A legend of the Laurel Mountains passed away last week: the matriarch of a beloved mountain family, the owner (with her late husband) of Glisan’s Restaurant, a half-century old landmark (or is it “good food-mark”?) on the Markleysburg ridge of the National Pike. Isay Rosenberger Glisan has moved on to her reward and we will miss her. When you entered Glisan’s you could not tell where customer ended and friend began, or where friend ended and family began. We were all intertwined and we reported in to “Isey” in the back booth where she sat, keeping an eye on the comings and goings of us all. When needed she would come over to the cash register to check someone out, perhaps selling them some of their famous rolls, bread or a pie to take home.

Certain people showed up on certain nights for that night’s special, like Friday night for macaroni and cheese and salmon cakes. Others came irregularly but always ordered the same thing. Many could not wait for her to mix up the starter to get those wonderful buckwheat pancakes going in September. They stay on the menus until spring. We call them breakfast, lunch or dinner, depending on when we arrived for a Glisan buckwheat pancake fix.

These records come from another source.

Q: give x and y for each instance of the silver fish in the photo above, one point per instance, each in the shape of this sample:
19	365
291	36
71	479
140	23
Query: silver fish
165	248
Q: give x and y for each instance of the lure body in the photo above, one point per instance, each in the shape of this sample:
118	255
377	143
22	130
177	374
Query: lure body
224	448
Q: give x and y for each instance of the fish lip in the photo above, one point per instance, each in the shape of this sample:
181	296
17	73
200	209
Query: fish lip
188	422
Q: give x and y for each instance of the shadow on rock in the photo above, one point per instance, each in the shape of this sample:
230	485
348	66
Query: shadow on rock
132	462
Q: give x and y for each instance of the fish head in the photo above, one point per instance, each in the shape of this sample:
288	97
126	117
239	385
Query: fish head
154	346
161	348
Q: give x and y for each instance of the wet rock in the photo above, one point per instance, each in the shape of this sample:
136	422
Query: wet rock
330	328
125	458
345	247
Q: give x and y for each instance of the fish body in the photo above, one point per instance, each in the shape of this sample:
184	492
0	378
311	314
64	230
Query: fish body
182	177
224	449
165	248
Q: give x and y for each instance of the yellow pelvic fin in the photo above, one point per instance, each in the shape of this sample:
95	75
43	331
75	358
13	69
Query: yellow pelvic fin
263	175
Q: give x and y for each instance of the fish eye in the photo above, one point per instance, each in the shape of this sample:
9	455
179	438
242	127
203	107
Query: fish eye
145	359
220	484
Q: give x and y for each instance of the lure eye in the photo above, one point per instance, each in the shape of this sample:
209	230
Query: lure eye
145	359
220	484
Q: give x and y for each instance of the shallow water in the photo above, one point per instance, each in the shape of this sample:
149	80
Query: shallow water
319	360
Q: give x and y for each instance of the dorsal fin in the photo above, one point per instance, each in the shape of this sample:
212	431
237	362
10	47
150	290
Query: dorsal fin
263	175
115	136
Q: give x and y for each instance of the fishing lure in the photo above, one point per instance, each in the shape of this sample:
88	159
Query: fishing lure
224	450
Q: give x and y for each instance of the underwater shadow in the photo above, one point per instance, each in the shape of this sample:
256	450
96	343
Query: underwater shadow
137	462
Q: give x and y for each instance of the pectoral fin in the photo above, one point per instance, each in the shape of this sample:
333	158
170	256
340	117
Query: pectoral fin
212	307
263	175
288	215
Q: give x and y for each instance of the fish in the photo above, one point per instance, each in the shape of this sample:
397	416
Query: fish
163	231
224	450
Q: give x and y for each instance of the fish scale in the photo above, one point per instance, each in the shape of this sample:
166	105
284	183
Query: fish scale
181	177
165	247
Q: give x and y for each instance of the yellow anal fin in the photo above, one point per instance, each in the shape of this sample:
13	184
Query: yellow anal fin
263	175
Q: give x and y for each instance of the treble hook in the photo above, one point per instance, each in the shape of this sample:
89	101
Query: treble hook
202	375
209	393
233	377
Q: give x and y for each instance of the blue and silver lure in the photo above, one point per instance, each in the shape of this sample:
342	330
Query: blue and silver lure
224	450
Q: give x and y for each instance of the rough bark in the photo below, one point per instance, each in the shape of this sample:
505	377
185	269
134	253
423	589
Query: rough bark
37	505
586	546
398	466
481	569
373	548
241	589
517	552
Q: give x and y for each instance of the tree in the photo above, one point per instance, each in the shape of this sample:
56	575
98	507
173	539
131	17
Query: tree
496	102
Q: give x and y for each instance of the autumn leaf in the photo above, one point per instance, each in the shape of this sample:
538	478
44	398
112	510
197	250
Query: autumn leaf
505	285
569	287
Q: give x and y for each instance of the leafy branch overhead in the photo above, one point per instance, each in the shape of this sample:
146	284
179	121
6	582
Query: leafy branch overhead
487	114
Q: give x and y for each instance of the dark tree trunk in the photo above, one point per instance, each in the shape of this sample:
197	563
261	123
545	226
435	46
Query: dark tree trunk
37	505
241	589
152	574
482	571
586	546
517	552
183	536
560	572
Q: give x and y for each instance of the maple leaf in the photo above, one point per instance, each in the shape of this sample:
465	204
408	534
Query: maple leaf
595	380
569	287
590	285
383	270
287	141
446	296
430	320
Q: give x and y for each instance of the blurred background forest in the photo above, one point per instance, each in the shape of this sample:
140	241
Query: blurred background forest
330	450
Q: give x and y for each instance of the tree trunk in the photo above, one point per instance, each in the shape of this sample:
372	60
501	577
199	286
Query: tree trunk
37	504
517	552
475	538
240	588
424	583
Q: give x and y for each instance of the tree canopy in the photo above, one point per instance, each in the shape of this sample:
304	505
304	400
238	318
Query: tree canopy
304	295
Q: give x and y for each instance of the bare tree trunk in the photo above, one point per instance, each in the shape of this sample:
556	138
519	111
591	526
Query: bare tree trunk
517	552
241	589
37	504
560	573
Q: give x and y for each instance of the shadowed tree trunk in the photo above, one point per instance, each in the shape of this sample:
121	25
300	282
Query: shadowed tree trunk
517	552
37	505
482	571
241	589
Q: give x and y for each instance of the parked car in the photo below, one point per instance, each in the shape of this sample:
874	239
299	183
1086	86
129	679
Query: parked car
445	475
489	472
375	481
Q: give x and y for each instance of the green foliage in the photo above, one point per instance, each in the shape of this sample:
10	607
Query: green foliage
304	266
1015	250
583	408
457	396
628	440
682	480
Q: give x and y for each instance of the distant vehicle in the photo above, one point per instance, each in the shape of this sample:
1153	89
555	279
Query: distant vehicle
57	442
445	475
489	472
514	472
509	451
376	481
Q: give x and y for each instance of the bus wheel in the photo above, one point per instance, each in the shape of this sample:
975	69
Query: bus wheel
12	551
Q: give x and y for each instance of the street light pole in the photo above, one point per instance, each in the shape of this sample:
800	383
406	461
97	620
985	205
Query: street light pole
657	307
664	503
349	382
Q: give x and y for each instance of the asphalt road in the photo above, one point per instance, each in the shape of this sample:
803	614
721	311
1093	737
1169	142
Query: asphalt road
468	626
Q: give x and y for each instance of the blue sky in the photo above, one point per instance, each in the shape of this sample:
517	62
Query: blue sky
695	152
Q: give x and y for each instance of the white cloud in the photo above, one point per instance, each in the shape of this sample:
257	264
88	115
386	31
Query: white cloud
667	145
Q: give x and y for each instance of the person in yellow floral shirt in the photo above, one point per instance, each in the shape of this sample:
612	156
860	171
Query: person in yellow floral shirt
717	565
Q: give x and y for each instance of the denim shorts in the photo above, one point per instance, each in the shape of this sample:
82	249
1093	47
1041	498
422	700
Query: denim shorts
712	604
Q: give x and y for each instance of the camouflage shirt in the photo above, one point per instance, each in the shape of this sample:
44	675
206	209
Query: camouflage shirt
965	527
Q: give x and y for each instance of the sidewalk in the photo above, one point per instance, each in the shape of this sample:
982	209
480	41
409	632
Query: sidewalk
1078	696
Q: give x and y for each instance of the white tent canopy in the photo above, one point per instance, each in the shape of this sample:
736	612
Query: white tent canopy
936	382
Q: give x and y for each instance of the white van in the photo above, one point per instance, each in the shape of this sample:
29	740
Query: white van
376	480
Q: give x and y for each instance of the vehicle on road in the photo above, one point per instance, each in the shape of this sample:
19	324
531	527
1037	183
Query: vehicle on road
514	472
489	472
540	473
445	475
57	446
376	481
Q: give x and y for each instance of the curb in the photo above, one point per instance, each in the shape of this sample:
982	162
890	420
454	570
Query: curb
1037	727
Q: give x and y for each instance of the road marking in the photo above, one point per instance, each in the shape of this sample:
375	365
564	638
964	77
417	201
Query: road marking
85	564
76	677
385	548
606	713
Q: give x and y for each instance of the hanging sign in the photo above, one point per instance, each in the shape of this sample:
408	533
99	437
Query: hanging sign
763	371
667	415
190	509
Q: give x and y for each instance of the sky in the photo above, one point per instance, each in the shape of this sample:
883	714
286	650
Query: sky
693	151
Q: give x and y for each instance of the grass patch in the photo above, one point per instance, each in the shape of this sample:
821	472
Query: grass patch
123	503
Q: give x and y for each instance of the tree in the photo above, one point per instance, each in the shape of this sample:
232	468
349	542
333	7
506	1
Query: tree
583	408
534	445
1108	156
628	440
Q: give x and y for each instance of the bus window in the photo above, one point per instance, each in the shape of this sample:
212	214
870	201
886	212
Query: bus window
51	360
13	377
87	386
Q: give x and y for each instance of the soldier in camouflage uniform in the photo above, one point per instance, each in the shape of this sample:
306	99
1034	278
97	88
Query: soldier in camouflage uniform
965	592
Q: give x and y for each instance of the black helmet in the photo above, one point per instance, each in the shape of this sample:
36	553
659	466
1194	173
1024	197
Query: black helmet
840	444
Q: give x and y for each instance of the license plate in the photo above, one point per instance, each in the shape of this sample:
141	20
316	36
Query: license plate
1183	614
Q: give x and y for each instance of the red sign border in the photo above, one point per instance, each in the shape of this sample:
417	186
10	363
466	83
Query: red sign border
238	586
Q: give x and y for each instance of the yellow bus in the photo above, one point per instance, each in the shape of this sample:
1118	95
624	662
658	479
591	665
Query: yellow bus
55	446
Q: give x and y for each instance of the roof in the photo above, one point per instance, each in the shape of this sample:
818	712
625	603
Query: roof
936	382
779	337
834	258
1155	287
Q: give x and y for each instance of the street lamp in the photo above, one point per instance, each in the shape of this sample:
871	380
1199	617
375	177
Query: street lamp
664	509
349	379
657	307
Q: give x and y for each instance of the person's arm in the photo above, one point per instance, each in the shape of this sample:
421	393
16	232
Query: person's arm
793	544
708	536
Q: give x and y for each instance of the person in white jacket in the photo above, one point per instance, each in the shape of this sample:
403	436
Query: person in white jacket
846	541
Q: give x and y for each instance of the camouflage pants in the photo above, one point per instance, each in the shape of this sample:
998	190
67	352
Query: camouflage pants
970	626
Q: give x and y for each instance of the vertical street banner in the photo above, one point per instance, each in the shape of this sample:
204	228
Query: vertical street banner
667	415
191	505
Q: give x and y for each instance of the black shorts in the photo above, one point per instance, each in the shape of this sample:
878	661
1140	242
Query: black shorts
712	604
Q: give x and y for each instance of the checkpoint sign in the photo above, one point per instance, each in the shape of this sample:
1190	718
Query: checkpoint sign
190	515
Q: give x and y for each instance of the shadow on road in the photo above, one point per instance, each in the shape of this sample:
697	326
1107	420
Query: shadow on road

Many of us have celebrated with them as the changes have come over the years, eliminating the U-shaped counters and stools, opening the back dining room for us on weekends and for large parties, closing the Amoco Gas Station when Howard wanted to give it up and expand the restaurant, and reconfiguring the larger front dining room to make things more convenient for the waitresses. Through all the changes, Glisan’s remained Glisan’s and no trip to the mountains, or on to the East, was complete without a stop to be fortified there.

We all will still stop at Glisan’s but it will be different now. While Isey is gone, her spirit will still hover over this special place. The family picture on the back wall of the front dining room is still there, Isey and her family smiling down on all of us. No, we will never forget Isey. She is part of the memories of too many families to ever be forgotten.

So, stop, have a roll, a sweet roll or a piece of pie with the mile-high meringue. But before you eat it, lift it up in celebration to the one who made it all happen. Hail to the legend of the landmark on the Laurel Ridge at Markleysburg.